Левицкий еле заметно поморщился. Их машина по-прежнему стояла у самой проходной. Почти все сотрудники уже прошли мимо, делая вид, что не смотрят в его сторону. Теперь из огромных резных дверей вышел сам генерал. Лицо у него было недовольное. «Иди к черту!» – мысленно сказал генералу Левицкий. Анюта осторожно пихнула его в плечо.
– Хочешь, отъедем?
Лицо полковника, как она и ожидала, стало высокомерным и упрямым.
– Вот еще! Время до фильма есть?
– Есть.
– Тогда я объясню. Чтобы ты не упрекала потом, что я с тобой не разговариваю на серьезные темы… Все начинающие детективы очень любят такого писателя как Честертон. Это он занимался интеллектуальными играми на подобные сюжеты. Это у него, чтобы спрятать срубленное дерево, рубится целый лес.
– Он, кажется, был не так прост, этот Честертон, – заметила Анюта. – И на досуге подрабатывал философом. Может, его интеллектуальные игры не так наивны, как ты пытаешься представить?
– Я и не пытаюсь… Скажу больше: я тоже считаю, что связь существует не между всеми фигурантами дела, а лишь между несколькими. Интереснее всего – отношения депутата и его бывшего компаньона. У них была неприятная история в прошлом, я тебе о ней рассказывал. Остальные фигуранты могут быть случайными лицами, которых просто нашли в телефонной базе.
– А Ледовских?
– Вот как раз он – случайное лицо.
– Но ведь его тоже убили!
– Это совпадение. Знаешь, что меня убеждает в этом? Пропавший конверт. Он его просто выбросил. Мы не нашли его ни на квартире, ни в Клязьме, ни в карманах – нигде! Человек, который серьезно отнесся к письму, никогда бы не выбросил конверт! Он ведь и милицию вызывать не собирался – это сделал его брат и только на следующий день. А может, и не на следующий? Мы ведь не знаем, когда Ледовских получил письмо! Они с братом не так уже часто виделись… Если все это серьезно – то почему такое легкомысленное отношение? Вот Александров – тот сразу напрягся.
Анюта вздохнула. В общем-то, возразить было нечего.
– Версия о том, что письма маскируют что-то, тоже не ахти… – расстроенно сказал Левицкий не Анюте, а самому себе. – Их всего шесть! Почему не больше? И почему сами письма распечатаны на одном принтере, а конверты на другом? Почему только один конверт распечатан на том же принтере, что и письма?…Ну что, поехали?
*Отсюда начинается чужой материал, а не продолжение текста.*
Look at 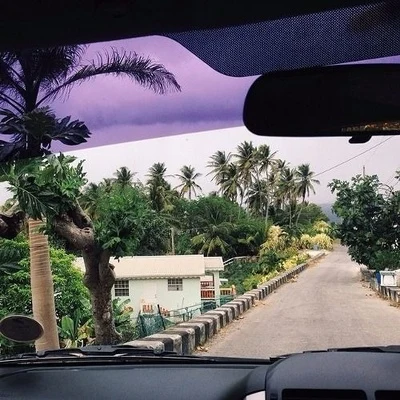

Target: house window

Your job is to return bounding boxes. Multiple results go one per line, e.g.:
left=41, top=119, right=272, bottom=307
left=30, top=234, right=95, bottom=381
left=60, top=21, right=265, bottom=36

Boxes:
left=114, top=281, right=129, bottom=297
left=168, top=278, right=183, bottom=292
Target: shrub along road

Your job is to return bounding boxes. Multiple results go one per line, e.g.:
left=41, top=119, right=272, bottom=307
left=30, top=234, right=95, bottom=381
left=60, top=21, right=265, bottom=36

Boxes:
left=202, top=246, right=400, bottom=358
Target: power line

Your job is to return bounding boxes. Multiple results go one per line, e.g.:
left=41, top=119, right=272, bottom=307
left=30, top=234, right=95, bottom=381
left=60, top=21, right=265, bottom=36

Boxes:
left=314, top=136, right=393, bottom=177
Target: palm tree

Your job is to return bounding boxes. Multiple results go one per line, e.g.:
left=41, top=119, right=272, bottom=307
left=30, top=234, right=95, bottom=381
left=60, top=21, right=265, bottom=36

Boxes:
left=114, top=167, right=136, bottom=187
left=0, top=45, right=180, bottom=157
left=191, top=222, right=232, bottom=257
left=0, top=45, right=180, bottom=344
left=146, top=163, right=172, bottom=212
left=295, top=164, right=320, bottom=204
left=207, top=150, right=232, bottom=191
left=256, top=144, right=276, bottom=177
left=78, top=183, right=104, bottom=220
left=235, top=141, right=258, bottom=192
left=278, top=167, right=298, bottom=204
left=221, top=163, right=244, bottom=202
left=29, top=220, right=59, bottom=351
left=246, top=180, right=269, bottom=219
left=175, top=165, right=201, bottom=200
left=253, top=144, right=276, bottom=222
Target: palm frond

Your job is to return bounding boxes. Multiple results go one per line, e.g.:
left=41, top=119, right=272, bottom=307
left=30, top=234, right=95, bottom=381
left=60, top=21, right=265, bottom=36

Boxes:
left=38, top=48, right=181, bottom=105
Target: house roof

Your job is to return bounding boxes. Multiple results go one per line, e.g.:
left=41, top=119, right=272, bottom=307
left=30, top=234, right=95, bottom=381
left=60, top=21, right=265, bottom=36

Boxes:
left=75, top=255, right=216, bottom=279
left=204, top=257, right=224, bottom=272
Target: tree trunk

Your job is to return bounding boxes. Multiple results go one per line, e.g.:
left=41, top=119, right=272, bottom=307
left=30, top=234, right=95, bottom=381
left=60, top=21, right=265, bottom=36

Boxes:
left=83, top=250, right=121, bottom=345
left=53, top=204, right=120, bottom=345
left=29, top=219, right=60, bottom=351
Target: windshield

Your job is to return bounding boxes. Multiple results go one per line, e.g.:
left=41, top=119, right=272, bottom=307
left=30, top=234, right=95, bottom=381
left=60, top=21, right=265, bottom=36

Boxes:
left=0, top=14, right=400, bottom=358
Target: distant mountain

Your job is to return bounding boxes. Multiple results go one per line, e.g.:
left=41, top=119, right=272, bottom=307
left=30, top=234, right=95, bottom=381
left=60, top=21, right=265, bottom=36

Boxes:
left=318, top=203, right=340, bottom=222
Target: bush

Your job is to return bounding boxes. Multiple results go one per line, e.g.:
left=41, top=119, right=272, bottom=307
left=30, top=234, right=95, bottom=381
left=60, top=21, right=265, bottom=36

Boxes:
left=297, top=233, right=333, bottom=250
left=372, top=250, right=400, bottom=271
left=260, top=225, right=289, bottom=255
left=312, top=233, right=333, bottom=250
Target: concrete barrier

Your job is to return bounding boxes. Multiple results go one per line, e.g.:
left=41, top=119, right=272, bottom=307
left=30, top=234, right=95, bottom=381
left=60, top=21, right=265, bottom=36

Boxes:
left=126, top=253, right=324, bottom=355
left=360, top=266, right=400, bottom=303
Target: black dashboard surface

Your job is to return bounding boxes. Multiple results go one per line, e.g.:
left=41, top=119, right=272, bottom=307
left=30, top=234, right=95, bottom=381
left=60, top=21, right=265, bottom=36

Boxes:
left=0, top=352, right=400, bottom=400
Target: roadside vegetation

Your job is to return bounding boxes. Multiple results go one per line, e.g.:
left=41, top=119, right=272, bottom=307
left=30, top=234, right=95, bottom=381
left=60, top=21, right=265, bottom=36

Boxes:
left=330, top=172, right=400, bottom=271
left=0, top=46, right=332, bottom=349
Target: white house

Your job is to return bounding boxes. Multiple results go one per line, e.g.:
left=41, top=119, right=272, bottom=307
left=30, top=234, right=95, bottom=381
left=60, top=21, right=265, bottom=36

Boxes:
left=76, top=255, right=224, bottom=315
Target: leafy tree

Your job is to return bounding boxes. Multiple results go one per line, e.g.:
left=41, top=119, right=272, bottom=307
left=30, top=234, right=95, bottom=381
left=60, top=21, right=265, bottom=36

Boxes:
left=235, top=141, right=258, bottom=192
left=114, top=167, right=136, bottom=186
left=175, top=165, right=201, bottom=200
left=207, top=150, right=232, bottom=192
left=3, top=155, right=159, bottom=343
left=146, top=163, right=172, bottom=212
left=329, top=175, right=400, bottom=269
left=0, top=108, right=91, bottom=162
left=221, top=163, right=244, bottom=203
left=0, top=236, right=90, bottom=318
left=0, top=45, right=180, bottom=234
left=295, top=164, right=320, bottom=204
left=0, top=45, right=180, bottom=157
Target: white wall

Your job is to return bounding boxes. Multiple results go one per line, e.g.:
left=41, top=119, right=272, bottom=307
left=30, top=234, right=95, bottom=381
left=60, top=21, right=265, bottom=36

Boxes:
left=112, top=278, right=201, bottom=317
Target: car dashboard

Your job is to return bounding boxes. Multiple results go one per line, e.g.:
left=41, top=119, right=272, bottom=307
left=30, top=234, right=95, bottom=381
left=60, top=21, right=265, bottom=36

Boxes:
left=0, top=352, right=400, bottom=400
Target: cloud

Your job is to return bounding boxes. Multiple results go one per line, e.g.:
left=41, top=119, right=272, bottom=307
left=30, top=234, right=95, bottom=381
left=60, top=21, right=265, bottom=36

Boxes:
left=54, top=37, right=255, bottom=145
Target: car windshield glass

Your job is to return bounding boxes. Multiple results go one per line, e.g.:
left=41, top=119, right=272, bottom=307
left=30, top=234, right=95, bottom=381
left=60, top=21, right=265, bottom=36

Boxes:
left=0, top=17, right=400, bottom=358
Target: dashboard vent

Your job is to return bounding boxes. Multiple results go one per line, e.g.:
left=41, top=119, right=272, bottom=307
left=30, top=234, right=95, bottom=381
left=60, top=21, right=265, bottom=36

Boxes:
left=375, top=390, right=400, bottom=400
left=282, top=389, right=367, bottom=400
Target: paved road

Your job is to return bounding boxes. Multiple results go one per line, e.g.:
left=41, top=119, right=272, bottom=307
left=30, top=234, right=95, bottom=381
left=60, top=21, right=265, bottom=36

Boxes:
left=205, top=247, right=400, bottom=357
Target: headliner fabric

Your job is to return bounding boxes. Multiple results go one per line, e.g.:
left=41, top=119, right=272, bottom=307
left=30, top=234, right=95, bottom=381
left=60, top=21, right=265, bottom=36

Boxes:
left=166, top=0, right=400, bottom=77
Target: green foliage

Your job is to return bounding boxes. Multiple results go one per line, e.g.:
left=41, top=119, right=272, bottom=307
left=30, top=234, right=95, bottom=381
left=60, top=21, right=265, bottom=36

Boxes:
left=0, top=239, right=89, bottom=318
left=0, top=107, right=91, bottom=162
left=329, top=175, right=400, bottom=269
left=94, top=185, right=164, bottom=258
left=112, top=298, right=139, bottom=343
left=58, top=310, right=94, bottom=348
left=2, top=154, right=86, bottom=219
left=372, top=249, right=400, bottom=271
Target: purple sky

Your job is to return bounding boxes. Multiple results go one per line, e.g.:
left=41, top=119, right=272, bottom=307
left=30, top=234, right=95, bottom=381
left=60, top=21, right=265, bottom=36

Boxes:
left=0, top=37, right=400, bottom=203
left=52, top=37, right=255, bottom=150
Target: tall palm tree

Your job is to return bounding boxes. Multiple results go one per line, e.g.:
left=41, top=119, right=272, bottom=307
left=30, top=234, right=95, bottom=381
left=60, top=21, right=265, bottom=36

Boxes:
left=146, top=163, right=172, bottom=212
left=0, top=45, right=180, bottom=344
left=0, top=45, right=180, bottom=157
left=278, top=167, right=298, bottom=208
left=255, top=144, right=276, bottom=222
left=207, top=150, right=232, bottom=192
left=221, top=163, right=244, bottom=202
left=78, top=183, right=104, bottom=219
left=295, top=164, right=320, bottom=204
left=277, top=167, right=298, bottom=226
left=256, top=144, right=276, bottom=177
left=175, top=165, right=201, bottom=200
left=235, top=141, right=258, bottom=192
left=246, top=180, right=269, bottom=219
left=114, top=167, right=136, bottom=187
left=29, top=220, right=60, bottom=351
– Поехали… – она завела машину. Настроение было плохое. Наверное, Левицкий заразил ее своим раздражением. Кроме того, ехать в кино не хотелось. Она согласилась, чтобы сделать ему приятное…
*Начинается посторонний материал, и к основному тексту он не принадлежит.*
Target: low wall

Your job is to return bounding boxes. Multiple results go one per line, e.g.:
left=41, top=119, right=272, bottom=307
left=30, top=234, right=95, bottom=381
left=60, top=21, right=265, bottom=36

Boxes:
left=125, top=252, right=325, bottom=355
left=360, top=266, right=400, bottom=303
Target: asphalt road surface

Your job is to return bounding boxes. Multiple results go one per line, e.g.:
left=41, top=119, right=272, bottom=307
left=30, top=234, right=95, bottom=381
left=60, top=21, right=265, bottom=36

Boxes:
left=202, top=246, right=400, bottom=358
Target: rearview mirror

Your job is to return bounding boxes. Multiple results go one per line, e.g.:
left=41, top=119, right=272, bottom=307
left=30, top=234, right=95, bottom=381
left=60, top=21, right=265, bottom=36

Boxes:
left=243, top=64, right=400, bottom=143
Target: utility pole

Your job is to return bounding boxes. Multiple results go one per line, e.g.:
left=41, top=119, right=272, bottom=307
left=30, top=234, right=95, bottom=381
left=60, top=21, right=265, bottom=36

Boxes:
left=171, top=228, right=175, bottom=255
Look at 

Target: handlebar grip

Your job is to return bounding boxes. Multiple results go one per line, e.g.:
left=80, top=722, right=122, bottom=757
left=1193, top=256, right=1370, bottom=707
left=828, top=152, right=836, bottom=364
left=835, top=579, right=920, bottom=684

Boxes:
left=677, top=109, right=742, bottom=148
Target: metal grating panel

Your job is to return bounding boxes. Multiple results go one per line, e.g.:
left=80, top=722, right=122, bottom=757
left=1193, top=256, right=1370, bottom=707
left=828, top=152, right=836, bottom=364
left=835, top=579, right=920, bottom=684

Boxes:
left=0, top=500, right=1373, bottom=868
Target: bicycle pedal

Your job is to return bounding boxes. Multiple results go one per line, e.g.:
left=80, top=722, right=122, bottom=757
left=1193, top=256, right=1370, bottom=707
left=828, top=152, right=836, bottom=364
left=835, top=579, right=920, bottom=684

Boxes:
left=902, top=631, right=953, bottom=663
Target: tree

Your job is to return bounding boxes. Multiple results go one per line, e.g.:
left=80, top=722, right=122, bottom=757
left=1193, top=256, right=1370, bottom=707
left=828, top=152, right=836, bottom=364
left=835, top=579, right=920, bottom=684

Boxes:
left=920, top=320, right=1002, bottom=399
* * *Найти человека, расследовавшего смерть Кардаша, оказалось делом несложным. Никуда он не уехал, не умер: по-прежнему работал в Троицке, даже звание его не изменилось. Как был капитаном, так и остался. Видимо, звезд с неба этот следователь не хватал.
В Троицк решил поехать сам Григорьев. Почти все ребята были заняты, Аникеев занимался гибелью депутатской жены.
Удостоверение Григорьева произвело на капитана Воронина большое впечатление. Ему, видимо, было приятно, что расследование восьмилетней давности – то, на котором он обломал себе зубы, – оказалось не таким уж простым. А значит, репутацию недалекого следователя, не понимающего, чего требует начальство, он носил все эти годы незаслуженно. С другой стороны, Воронину стало тревожно. Сейчас найдут ошибки, обвинят в халатности… Неспокойная жизнь пошла…
Московский ФСБ-эшник слушал его рассеянно. Либо знал уже все то, что ему Воронин рассказывает, либо думал о чем-то своем.
– А вы-то сами к чему склонялись? – спросил он наконец.
Такие вопросы у них в райотделе задавали редко. Воронин от растерянности заморгал.
– Я думал, что это они сделали… – сказал он тихо.
– Почему?
– Ну а кто еще? К тому же, Александров, когда работал на предприятии, как раз такими излучателями и занимался. Он же в ядерной области начинал. Он ученый, вообще-то…
Григорьев поднял левую бровь.
– А почему этот факт не нашел отражения в деле?
– Ну… Ваши же и запретили.
– В смысле?
– Это секретное оружие… – Воронин совсем растерялся. – Мне объяснили, что его нельзя упоминать. Я и не упоминал.
– Понятно…
– А что случилось? – Воронин смотрел на него испуганно, как кролик на удава.
– Есть подозрение, что Катаеву и Александрову кто-то может мстить за ту давнюю историю. Правда, у Кардаша, судя по всему, таких мстительных близких не осталось… – еще говоря эти слова, Григорьев вдруг увидел, что капитан сильно побледнел. – Что такое?
– Так уже было же…
– Что было?
– Ну, это… Месть.
– Чья месть? Кому? Вы можете говорить связно?
– Ну, муж этой секретарши Фатеевой… Он ведь уже пытался мстить. Он даже отсидел год… Хотел установить взрывное устройство под машину Катаева. А вы что – не слышали?
– Вот тебе на! – сердито сказал Григорьев. – Нет!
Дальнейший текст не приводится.